In the new "hard-money'' world of campaign financing, where individual donors are limited to giving $2,300 for a candidate's campaign, Buttenwieser is a veteran of the "soft-money'' days. He gave nearly $3 million to Democratic Party committees between 1997 and 2002, when a new campaign finance law banning soft-money donations went into effect, according to the Federal Election Commission.
The private event marked one of Obama’s first visits to Pennsylvania since he campaigned for Gov. Ed Rendell, Sen. Bob Casey and other congressional candidates in the fall.
Pennsylvania, long sought-after by presidential candidates during general elections because of its 21 electoral votes and perennial swing-state status, is expected to be largely an afterthought during the 2008 primary season because all but a handful of states hold earlier primaries.

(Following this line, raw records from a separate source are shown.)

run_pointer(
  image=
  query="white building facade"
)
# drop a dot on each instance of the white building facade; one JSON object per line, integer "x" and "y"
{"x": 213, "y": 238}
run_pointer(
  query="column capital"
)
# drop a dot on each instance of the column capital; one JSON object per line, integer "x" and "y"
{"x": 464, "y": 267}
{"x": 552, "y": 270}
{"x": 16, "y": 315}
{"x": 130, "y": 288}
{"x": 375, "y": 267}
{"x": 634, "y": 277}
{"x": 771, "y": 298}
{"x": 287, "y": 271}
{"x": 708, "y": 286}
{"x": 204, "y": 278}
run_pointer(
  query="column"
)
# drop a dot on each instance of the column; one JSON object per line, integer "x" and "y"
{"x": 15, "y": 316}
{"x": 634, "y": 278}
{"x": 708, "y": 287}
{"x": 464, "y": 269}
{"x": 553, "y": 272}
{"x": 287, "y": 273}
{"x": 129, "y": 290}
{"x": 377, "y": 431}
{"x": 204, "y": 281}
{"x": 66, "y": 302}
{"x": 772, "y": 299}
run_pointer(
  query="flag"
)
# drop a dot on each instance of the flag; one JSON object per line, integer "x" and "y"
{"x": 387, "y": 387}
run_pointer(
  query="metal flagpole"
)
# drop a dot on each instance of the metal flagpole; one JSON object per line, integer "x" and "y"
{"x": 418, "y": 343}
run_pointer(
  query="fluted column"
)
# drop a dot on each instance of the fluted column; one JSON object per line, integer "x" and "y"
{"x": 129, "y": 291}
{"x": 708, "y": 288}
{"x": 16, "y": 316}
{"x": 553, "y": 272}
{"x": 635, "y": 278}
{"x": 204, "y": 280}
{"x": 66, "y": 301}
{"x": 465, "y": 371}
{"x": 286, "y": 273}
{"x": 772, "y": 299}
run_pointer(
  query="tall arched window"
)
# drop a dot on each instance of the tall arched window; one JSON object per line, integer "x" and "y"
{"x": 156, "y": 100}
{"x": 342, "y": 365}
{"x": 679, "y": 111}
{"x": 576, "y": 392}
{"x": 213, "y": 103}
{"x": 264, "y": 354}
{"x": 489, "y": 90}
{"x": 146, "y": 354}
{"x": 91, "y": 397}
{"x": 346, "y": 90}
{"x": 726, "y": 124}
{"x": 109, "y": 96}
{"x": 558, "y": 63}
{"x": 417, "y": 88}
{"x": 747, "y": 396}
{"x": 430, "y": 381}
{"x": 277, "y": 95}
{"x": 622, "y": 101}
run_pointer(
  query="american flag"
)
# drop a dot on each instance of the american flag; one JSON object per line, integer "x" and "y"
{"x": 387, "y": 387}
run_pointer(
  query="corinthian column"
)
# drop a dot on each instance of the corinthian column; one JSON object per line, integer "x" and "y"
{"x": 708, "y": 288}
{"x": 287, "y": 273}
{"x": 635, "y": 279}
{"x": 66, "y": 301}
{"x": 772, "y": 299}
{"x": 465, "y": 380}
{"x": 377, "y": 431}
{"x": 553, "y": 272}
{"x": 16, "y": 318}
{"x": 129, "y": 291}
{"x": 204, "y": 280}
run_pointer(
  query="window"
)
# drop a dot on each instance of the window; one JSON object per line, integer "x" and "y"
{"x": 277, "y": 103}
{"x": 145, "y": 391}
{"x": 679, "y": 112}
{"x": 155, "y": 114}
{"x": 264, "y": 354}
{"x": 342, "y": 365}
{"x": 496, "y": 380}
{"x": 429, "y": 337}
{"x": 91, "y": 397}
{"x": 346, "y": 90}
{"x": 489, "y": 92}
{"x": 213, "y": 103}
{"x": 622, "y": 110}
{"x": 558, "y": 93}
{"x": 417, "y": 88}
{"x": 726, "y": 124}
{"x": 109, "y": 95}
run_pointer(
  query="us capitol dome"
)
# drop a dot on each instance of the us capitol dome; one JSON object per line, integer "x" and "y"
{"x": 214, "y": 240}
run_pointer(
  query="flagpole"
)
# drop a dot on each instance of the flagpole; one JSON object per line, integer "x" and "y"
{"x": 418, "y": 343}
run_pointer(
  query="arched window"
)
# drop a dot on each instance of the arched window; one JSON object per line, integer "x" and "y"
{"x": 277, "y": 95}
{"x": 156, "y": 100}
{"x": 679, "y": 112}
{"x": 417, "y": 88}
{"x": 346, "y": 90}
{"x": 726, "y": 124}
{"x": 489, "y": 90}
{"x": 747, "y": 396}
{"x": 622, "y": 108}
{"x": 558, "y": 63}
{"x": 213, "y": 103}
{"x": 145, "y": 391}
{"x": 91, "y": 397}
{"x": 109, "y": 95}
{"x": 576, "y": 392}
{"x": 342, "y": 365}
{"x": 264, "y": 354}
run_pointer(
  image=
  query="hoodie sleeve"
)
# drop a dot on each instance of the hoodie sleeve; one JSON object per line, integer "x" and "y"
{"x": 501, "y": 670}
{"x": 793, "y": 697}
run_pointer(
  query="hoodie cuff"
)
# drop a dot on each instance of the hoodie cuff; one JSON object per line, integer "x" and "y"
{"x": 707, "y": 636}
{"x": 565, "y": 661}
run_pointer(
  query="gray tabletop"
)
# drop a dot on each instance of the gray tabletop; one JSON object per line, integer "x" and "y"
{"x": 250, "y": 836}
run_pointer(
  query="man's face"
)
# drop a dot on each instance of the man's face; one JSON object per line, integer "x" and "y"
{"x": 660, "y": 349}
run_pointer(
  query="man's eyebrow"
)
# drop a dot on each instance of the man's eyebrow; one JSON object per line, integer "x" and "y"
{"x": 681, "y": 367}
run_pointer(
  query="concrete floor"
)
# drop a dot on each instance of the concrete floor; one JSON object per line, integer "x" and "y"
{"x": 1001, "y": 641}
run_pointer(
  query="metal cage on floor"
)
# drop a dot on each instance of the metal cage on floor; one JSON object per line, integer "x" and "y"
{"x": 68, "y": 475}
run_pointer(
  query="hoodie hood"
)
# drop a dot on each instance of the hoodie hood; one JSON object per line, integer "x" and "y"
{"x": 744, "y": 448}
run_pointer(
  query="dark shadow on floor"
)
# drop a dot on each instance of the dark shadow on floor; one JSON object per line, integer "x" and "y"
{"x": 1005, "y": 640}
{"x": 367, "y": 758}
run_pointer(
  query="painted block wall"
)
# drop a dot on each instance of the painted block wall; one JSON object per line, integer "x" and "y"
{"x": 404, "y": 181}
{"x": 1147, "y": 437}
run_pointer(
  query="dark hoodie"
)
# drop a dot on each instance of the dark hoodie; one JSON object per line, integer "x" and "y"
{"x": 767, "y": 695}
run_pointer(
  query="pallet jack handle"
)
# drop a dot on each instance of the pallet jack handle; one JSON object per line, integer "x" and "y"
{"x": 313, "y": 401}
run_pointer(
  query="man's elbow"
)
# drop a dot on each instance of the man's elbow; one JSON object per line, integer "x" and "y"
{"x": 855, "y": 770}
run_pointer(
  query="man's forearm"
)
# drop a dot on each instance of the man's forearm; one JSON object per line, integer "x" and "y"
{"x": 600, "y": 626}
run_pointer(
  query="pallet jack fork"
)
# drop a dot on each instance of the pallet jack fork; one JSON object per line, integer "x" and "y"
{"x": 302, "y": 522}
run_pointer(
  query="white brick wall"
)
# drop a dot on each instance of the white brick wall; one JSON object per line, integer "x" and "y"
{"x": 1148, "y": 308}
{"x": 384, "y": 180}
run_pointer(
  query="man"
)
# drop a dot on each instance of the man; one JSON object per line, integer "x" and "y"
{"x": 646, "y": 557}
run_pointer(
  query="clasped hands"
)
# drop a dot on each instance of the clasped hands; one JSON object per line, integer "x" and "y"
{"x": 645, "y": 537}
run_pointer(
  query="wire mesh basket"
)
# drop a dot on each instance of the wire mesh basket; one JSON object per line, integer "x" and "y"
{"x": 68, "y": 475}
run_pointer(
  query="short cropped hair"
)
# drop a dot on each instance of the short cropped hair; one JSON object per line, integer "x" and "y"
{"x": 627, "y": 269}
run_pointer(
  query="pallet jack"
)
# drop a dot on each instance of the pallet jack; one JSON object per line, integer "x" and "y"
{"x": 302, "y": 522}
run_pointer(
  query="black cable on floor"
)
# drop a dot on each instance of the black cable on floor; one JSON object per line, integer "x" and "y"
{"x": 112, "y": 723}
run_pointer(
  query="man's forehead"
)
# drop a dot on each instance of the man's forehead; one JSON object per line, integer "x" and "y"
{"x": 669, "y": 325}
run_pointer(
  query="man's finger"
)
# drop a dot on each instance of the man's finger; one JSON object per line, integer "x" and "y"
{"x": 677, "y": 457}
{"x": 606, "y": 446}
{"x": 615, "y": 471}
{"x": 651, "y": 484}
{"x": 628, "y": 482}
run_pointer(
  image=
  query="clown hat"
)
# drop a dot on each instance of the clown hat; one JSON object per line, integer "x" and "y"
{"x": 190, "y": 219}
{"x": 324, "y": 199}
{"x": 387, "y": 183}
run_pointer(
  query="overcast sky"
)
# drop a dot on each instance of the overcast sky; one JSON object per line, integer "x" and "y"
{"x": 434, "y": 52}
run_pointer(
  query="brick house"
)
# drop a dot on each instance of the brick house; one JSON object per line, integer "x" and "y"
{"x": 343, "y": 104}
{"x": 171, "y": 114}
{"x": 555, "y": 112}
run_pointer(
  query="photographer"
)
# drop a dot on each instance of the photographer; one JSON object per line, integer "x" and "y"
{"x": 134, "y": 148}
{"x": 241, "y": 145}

Pennsylvania’s '08 Democratic primary is scheduled for April 1.
That doesn’t mean, however, that candidates won’t be making regular visits to the state to solicit cash. Obama and the country’s other high-profile candidates are expected to raise in the neighborhood of $50 million to $100 million this year as they gear up for the first primary in January.
Josh Drobnyk reports for the Morning Call of Allentown, Pa., a Tribune Co. newspaper.







Comments
Well I'm sure glad that Barack "Breath of Fresh Air" Obama isn't bought and paid for... oh, wait.
Posted by: Jeff | February 16, 2007 9:51 AM
Jeff,
I'll have you know that $50 - $100 million buys a LOT of integrity!
Posted by: Muckle John | February 16, 2007 10:21 AM
Muckle John:
How much "integrity" was bought by the $200 million raised by Bush in 2004? Not much.
Posted by: BC | February 16, 2007 10:32 AM
BC
Au contraire, mon frere... It bought twice as much! You could see it in the way the President would take off his tie and roll up his sleeves at the Town Meetin's.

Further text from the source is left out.